The second significant matter is that of his Supreme Court appointments. Amy Coney Barrett is an excellent choice simply because she will certainly apply the law rather than her personal wishes and the Senate should recognize that without regard to party affiliations. Trump and McConnell are completely within their rights to appoint and confirm her, rather than deferring to the opposition, thus allowing them the opportunity to place another partisan hack on the SCOTUS bench.
It is, however, his handling of the Kavanaugh appointment that earns my greatest respect. Again, there is no need to rehash the story save this. It is best told in the account by Mollie Hemingway and Carrie Severino, Justice on Trial. The ferocity of the opposition to Judge Kavanaugh was appalling. So intense was it that even conservative stalwarts like Senator Ben Sasse began to suggest withdrawing his nomination. Regardless of all that, President Trump was unwavering in his support of Kavanaugh and, of course, ultimately won the day. That staunch loyalty won my admiration and would be enough alone to gain my vote and it speaks volumes about the real character of Donald Trump.

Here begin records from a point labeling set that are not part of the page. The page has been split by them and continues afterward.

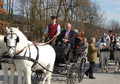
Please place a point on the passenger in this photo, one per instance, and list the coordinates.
(78, 38)
(67, 40)
(92, 58)
(52, 30)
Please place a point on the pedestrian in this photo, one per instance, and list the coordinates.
(92, 58)
(52, 30)
(67, 40)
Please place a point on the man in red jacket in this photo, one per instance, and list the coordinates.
(52, 30)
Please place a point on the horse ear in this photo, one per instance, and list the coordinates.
(6, 28)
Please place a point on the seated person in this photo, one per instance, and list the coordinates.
(80, 46)
(78, 40)
(67, 40)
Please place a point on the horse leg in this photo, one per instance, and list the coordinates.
(19, 75)
(5, 71)
(48, 75)
(27, 75)
(12, 68)
(102, 62)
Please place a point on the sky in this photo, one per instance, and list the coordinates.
(110, 9)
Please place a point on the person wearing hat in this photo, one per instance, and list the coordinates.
(52, 30)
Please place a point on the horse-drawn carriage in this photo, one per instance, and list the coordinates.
(73, 69)
(36, 59)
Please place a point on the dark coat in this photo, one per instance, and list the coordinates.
(71, 37)
(92, 53)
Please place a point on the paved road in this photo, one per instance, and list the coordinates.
(101, 77)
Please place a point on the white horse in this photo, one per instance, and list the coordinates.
(18, 44)
(105, 53)
(117, 53)
(6, 66)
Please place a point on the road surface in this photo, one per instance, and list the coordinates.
(101, 77)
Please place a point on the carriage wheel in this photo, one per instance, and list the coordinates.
(36, 76)
(81, 69)
(71, 76)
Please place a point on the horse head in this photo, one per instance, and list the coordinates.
(13, 38)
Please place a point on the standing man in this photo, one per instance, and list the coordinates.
(67, 40)
(52, 30)
(92, 58)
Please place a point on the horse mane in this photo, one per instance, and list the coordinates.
(22, 37)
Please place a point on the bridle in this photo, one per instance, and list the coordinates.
(11, 34)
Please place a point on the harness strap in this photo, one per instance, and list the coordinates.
(30, 59)
(35, 61)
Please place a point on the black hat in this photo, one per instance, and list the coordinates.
(53, 17)
(110, 31)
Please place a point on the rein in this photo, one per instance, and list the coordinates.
(35, 44)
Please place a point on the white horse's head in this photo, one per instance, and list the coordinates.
(13, 38)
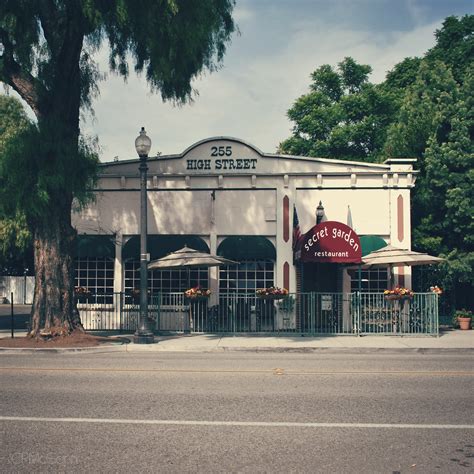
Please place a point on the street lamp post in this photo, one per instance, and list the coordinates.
(143, 334)
(319, 213)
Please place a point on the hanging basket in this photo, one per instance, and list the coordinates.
(397, 297)
(196, 298)
(272, 297)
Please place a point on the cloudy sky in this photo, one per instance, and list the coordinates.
(265, 69)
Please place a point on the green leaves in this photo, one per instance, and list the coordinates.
(344, 116)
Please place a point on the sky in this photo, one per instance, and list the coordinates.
(266, 68)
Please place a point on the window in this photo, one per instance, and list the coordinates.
(246, 277)
(96, 274)
(165, 281)
(374, 280)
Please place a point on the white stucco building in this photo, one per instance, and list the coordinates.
(225, 196)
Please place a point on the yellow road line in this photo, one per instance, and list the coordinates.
(276, 371)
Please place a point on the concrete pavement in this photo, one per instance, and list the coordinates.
(454, 340)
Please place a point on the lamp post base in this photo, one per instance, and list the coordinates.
(143, 338)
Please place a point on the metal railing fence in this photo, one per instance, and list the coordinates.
(297, 313)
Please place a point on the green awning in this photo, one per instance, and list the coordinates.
(246, 247)
(95, 246)
(370, 243)
(159, 246)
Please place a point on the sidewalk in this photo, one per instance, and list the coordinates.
(448, 341)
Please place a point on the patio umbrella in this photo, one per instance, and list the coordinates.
(390, 255)
(188, 258)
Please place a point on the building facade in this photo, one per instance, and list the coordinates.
(224, 196)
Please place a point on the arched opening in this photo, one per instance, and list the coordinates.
(255, 257)
(163, 281)
(94, 264)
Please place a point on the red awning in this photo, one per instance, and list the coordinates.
(329, 241)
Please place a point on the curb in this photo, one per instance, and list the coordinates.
(62, 350)
(295, 350)
(352, 350)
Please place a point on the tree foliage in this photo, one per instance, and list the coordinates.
(424, 109)
(46, 56)
(435, 124)
(343, 116)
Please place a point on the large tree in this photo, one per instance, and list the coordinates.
(15, 237)
(343, 116)
(435, 124)
(46, 57)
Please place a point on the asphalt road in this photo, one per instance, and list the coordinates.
(237, 412)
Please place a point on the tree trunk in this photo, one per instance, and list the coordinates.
(54, 309)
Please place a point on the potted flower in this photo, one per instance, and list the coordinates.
(272, 293)
(82, 294)
(398, 293)
(463, 318)
(197, 293)
(135, 294)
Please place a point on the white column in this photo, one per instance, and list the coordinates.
(213, 280)
(118, 267)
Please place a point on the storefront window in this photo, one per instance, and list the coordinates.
(165, 281)
(374, 280)
(246, 277)
(96, 274)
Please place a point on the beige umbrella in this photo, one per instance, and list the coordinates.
(188, 258)
(390, 255)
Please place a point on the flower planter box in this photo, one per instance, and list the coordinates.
(464, 323)
(196, 298)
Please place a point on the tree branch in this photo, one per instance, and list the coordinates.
(20, 80)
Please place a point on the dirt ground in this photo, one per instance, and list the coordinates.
(76, 339)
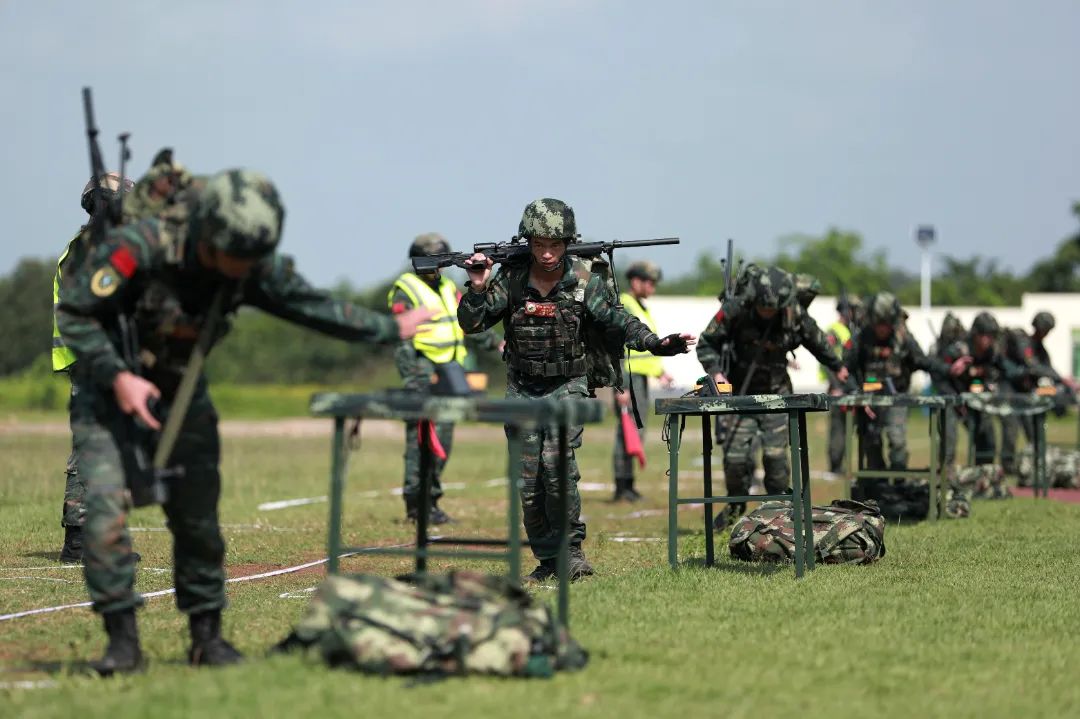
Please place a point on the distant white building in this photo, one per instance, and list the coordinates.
(692, 313)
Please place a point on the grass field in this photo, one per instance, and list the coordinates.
(968, 618)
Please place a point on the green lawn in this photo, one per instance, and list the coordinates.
(968, 618)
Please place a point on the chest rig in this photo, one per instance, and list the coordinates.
(545, 335)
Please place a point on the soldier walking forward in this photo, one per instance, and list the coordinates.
(145, 292)
(547, 306)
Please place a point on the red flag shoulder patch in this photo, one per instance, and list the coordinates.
(124, 261)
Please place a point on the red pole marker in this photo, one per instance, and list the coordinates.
(630, 438)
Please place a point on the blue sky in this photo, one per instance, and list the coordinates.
(381, 120)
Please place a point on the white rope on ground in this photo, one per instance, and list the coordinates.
(162, 593)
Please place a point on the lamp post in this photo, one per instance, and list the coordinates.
(925, 236)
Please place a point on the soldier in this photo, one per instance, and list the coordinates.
(437, 341)
(72, 514)
(839, 339)
(987, 370)
(1028, 352)
(952, 344)
(885, 350)
(548, 306)
(763, 323)
(146, 290)
(642, 279)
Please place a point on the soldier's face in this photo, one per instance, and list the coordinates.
(643, 288)
(548, 253)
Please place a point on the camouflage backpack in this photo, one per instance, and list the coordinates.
(459, 623)
(984, 482)
(845, 532)
(1063, 467)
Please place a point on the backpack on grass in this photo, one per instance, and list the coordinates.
(459, 623)
(845, 532)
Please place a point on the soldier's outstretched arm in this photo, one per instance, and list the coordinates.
(96, 288)
(278, 288)
(486, 301)
(813, 339)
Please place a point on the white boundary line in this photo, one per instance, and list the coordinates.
(162, 593)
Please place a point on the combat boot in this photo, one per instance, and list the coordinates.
(578, 567)
(71, 553)
(543, 572)
(207, 646)
(123, 654)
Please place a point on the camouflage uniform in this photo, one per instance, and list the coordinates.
(760, 367)
(952, 344)
(545, 357)
(891, 362)
(988, 369)
(72, 514)
(151, 272)
(416, 369)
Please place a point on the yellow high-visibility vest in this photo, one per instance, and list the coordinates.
(441, 339)
(642, 363)
(63, 355)
(842, 337)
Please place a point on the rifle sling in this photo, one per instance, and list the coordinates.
(187, 389)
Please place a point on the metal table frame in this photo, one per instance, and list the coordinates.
(1017, 405)
(941, 420)
(515, 414)
(796, 407)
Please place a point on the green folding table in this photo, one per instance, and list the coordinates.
(414, 406)
(941, 419)
(796, 407)
(1016, 405)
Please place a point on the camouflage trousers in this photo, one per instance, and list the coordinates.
(73, 513)
(739, 457)
(103, 438)
(412, 487)
(891, 424)
(621, 462)
(837, 438)
(540, 499)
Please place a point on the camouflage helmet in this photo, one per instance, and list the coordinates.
(985, 324)
(109, 182)
(240, 214)
(772, 288)
(429, 243)
(1043, 322)
(548, 218)
(644, 270)
(952, 328)
(886, 308)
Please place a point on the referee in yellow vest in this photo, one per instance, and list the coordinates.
(439, 340)
(642, 279)
(75, 490)
(838, 335)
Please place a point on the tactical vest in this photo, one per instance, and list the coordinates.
(63, 355)
(441, 338)
(842, 335)
(642, 363)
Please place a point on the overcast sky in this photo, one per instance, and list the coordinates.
(383, 119)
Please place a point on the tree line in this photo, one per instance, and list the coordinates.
(289, 354)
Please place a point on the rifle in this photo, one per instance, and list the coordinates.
(517, 249)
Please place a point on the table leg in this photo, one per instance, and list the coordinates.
(564, 540)
(423, 501)
(796, 461)
(807, 505)
(673, 442)
(337, 489)
(514, 497)
(706, 451)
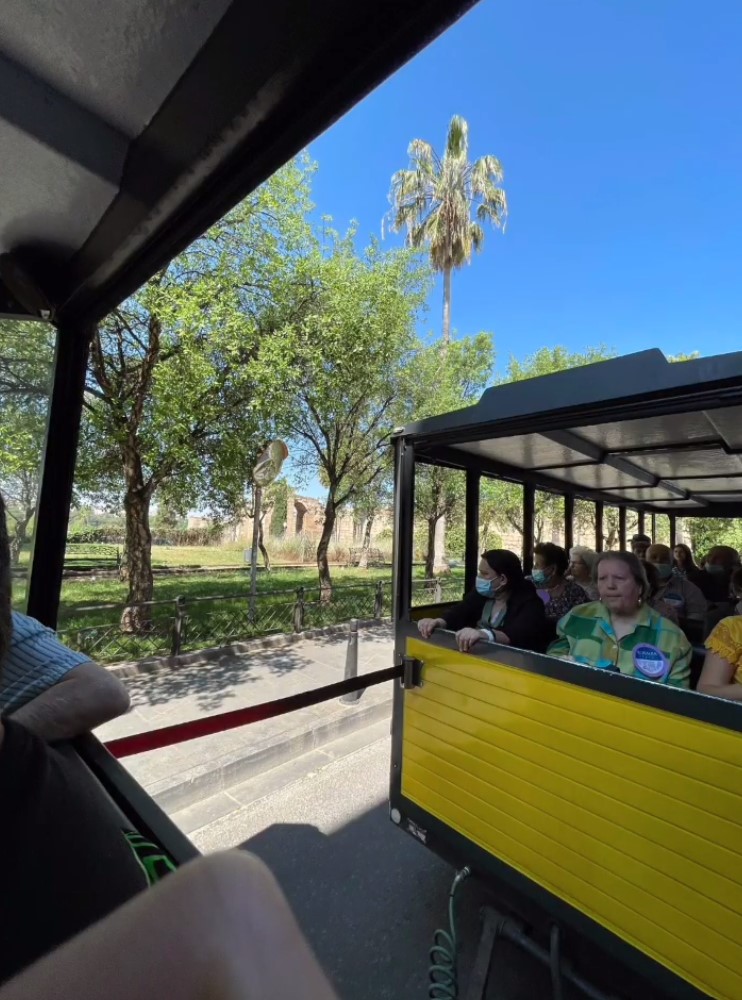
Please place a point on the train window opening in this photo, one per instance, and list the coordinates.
(27, 351)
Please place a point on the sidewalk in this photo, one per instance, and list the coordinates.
(182, 775)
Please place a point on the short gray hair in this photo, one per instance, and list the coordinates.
(633, 562)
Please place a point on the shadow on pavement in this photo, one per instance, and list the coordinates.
(370, 898)
(216, 682)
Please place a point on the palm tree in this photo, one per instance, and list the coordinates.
(434, 199)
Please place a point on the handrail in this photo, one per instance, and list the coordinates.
(167, 736)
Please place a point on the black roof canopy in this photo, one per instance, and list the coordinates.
(635, 431)
(127, 128)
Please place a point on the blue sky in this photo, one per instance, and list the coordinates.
(619, 125)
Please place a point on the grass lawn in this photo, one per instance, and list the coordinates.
(217, 607)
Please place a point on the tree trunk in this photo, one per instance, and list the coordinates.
(20, 536)
(439, 547)
(323, 566)
(430, 549)
(138, 559)
(447, 306)
(366, 544)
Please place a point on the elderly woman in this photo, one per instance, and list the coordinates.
(722, 669)
(560, 595)
(503, 607)
(581, 565)
(620, 632)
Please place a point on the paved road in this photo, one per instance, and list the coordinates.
(368, 896)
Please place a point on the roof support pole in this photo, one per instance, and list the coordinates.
(58, 470)
(404, 526)
(569, 521)
(471, 538)
(598, 526)
(529, 511)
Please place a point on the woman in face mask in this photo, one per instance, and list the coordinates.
(560, 595)
(503, 607)
(685, 597)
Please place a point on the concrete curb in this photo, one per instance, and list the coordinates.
(198, 783)
(154, 664)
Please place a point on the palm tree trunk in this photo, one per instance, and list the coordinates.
(447, 306)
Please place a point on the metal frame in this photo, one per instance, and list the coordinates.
(434, 442)
(459, 851)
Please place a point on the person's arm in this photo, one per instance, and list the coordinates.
(220, 927)
(717, 678)
(679, 675)
(525, 624)
(84, 698)
(466, 613)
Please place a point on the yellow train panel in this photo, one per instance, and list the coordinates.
(610, 805)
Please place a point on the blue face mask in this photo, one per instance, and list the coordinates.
(486, 588)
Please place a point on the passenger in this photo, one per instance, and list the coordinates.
(220, 928)
(737, 590)
(581, 564)
(558, 593)
(620, 632)
(684, 563)
(684, 596)
(503, 607)
(654, 600)
(722, 669)
(639, 545)
(719, 564)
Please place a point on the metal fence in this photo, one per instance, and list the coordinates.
(105, 632)
(110, 633)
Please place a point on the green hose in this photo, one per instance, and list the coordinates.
(442, 975)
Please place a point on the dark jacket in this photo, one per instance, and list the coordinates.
(524, 623)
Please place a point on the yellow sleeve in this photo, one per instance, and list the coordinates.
(726, 640)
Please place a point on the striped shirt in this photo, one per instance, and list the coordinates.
(656, 650)
(35, 662)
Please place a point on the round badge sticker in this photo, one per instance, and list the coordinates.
(651, 662)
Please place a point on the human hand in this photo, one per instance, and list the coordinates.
(466, 637)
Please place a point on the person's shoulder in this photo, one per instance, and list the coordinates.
(731, 628)
(588, 609)
(526, 593)
(668, 629)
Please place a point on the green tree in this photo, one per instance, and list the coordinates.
(439, 379)
(172, 410)
(337, 367)
(26, 364)
(434, 200)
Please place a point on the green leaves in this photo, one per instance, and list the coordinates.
(434, 198)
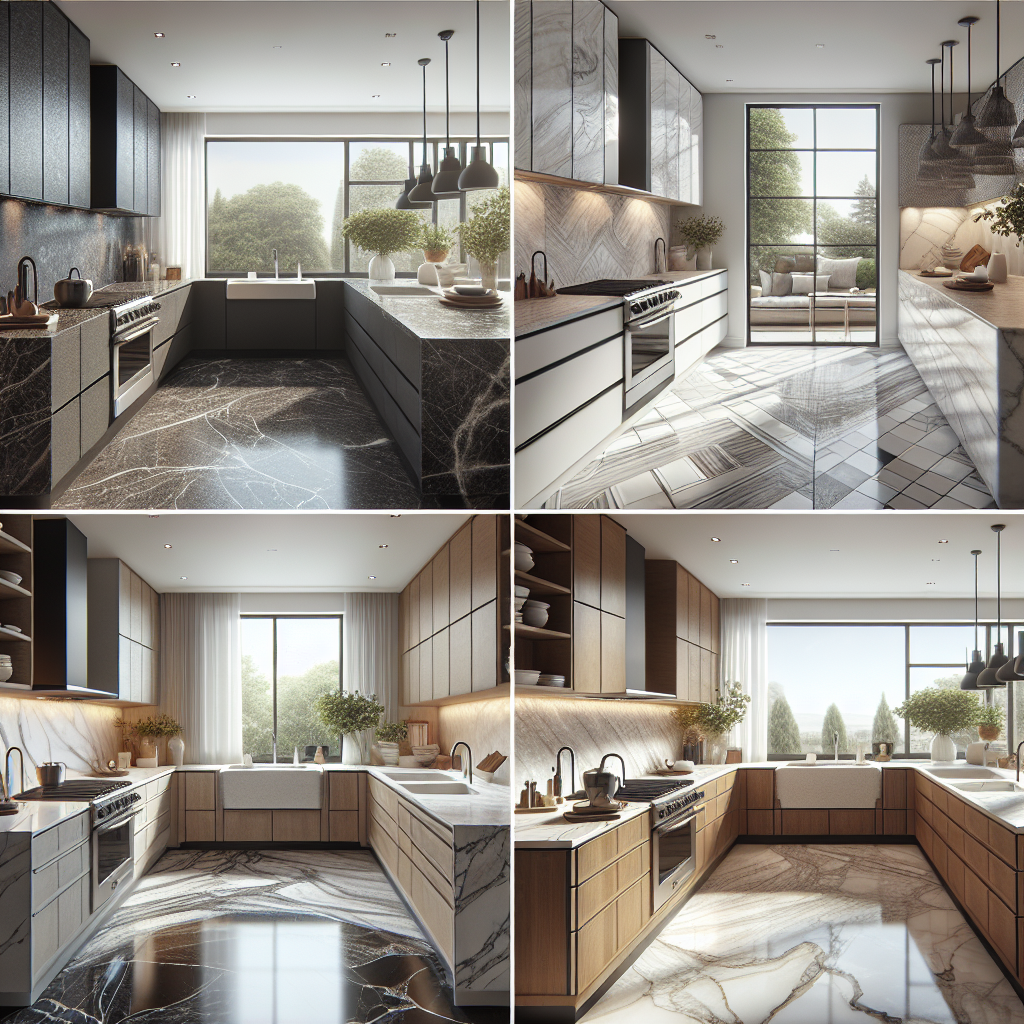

In a recent column, Kevin Williamson (no fan of The Donald, for sure) mused as to what might have been were Ted Cruz been elected rather than Trump. I have news for Kevin and all the anti-Trumpers in the conservative world: It would not have been one bit different. No one who defeated Queen Hillary would have escaped the wrath of the left. To be sure, Cruz, or any of the others who could not overcome Trump, would have conducted themselves differently. The reality is that, as with the Kavanaugh debacle, the real goal was to control the office. Trump could have appointed the Pope to the Supreme Court and the response would have been no different. Nor was there any presidential candidate who would have been even slightly acceptable to the left.
For all this, and my intended vote, this election is not as significant as the pearl clutchers might think. Trump’s chances do not look good at this point. If he fails, the Democrats will pursue court-packing, statehood for DC and Puerto Rico, and all the rest of the baggage. If he wins they will be back in 2022 and 2024 with the same agenda and maybe more. They will pursue it until they succeed, or until the right finally gets its act together and realizes that more is needed than winning the next election. Rather than shedding crocodile tears should Trump lose, the conservative punditry should be explaining the consequences of the Democrat agenda and persuading the voters that these are bad ideas and more than just election gimmickry.
For all of the above, I will vote for Trump on November 3. I think you should, too.